Following the deaths in May, India’s Environment Minister Bhupender Yadav said the government takes responsibility for the recent deaths of the cheetahs, but insisted the project would be a “major success.”
“It’s an international project and we had anticipated mortality. It’s mentioned in our report too. One of the cheetahs was unwell before it even came to India,” Yadav said in response to a question at the Times Network’s annual India Economic Conclave.
Cub mortality is high in both the wild and captivity, according to the Smithsonian’s National Zoo.

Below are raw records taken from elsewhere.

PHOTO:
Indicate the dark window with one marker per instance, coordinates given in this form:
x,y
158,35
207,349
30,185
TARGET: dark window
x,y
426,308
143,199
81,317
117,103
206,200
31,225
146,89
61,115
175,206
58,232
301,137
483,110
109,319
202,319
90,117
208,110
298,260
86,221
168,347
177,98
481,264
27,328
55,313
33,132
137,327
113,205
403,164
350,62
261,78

On average, 30% of all cubs born in human care die within one month of birth, and in Tanzania’s Serengeti National Park, about 90% die before reaching three months of age, the zoo says.
Cheetahs used to roam throughout the Middle East, central India and most of sub-Saharan Africa. But habitat loss, poaching, and conflict with humans have greatly reduced their populations.
Cheetahs are now found in only 9% of their historic range, with fewer than 7,100 adult and adolescent cheetahs in the wild, according to the Cheetah Conservation Fund.
Indian experts say bringing the cheetah back could benefit the country’s ecosystems and restore wildlife habitat, benefiting many species.
Many hailed the reintroduction program as a step toward greater conservation of the species – but others have voiced concern that there may not be enough prey in the national park for the cheetahs, especially given competition for food from other aggressive predators like leopards.
Meanwhile, Indian authorities have said they believe the factors that led to its extinction in the first place – mainly habitat loss and hunting – have “abated.”
Under the British Raj, forests were cleared to develop settlements and set up plantations, resulting in the loss of habitat for big cats like the cheetah. Considered less dangerous than tigers and relatively easy to tame, cheetahs were also frequently used by Indian nobility for sport hunting.
India plans to bring in 100 cheetahs from southern Africa over the next decade in a bid to re-establish the animal’s population.